🤖 AI Summary
This work addresses the challenge of active robotic perception in uncertain environments, where maximizing information gain often conflicts with ensuring safe navigation due to high collision risks at informative viewpoints. To reconcile this trade-off, the authors propose a conflict-aware active perception and control framework that leverages 3D Gaussian Splatting for scene representation. Safety is rigorously enforced through a control barrier function incorporating Average Value-at-Risk (AV@R) as a risk measure, while a novel risk-aware expected information gain metric guides viewpoint selection. These components are unified within a safety-critical quadratic program augmented with slack variables via a perception barrier function. Simulations demonstrate that the proposed method significantly improves information acquisition efficiency while strictly guaranteeing safety, outperforming existing 3DGS-based active perception approaches.
📝 Abstract
Active perception in uncertain environments requires robots to navigate safely while acquiring informative observations to reduce map uncertainty.
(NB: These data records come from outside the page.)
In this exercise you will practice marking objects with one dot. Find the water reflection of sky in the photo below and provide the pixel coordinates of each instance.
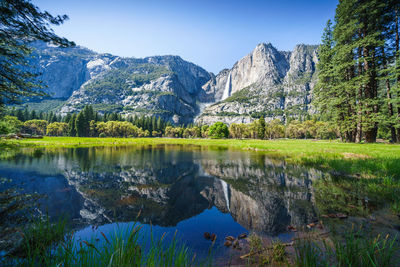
(190, 231)
(178, 189)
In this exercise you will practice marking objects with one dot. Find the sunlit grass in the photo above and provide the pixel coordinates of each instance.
(367, 160)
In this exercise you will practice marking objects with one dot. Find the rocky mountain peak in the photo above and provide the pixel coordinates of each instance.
(264, 82)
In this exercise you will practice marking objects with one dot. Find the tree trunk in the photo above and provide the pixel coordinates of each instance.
(359, 98)
(397, 58)
(389, 98)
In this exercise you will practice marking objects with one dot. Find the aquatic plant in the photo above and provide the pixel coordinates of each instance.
(47, 244)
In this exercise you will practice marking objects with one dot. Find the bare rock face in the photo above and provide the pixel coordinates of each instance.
(266, 82)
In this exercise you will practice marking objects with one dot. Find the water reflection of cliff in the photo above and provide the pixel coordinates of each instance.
(169, 185)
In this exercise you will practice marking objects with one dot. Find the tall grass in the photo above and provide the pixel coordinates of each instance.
(46, 244)
(378, 160)
(352, 251)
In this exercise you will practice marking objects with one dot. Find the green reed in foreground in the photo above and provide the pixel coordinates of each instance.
(352, 251)
(46, 244)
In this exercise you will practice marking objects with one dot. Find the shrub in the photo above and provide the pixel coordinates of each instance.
(218, 130)
(57, 129)
(37, 127)
(10, 124)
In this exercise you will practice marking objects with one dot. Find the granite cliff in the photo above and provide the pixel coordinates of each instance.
(266, 82)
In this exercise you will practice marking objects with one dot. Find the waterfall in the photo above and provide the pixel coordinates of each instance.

These objectives inherently conflict, as informative viewpoints often lie near uncertain regions with higher collision risk. To address this challenge, we develop a conflict-aware active perception and control framework for robotic systems operating in environments represented by 3D Gaussian Splatting (3DGS). Safety is enforced using a Control Barrier Function (CBF) derived from an Average Value-at-Risk AV@R collision-risk metric that accounts for geometric uncertainty and guarantees forward invariance of a safe set. To improve perception, we propose a risk-aware Expected Information Gain (EIG) formulation for selecting the next-best-view and introduce perception barrier functions that align the camera orientation with the local information-ascent direction. To obtain a tractable formulation for these conflicting safety and perception objectives, we propose a unified safety-critical, perception-aware quadratic program that enforces safety as a hard constraint while relaxing perception constraints through slack variables. Simulation results demonstrate that the proposed method improves both safety and information acquisition compared to existing 3DGS-based approaches.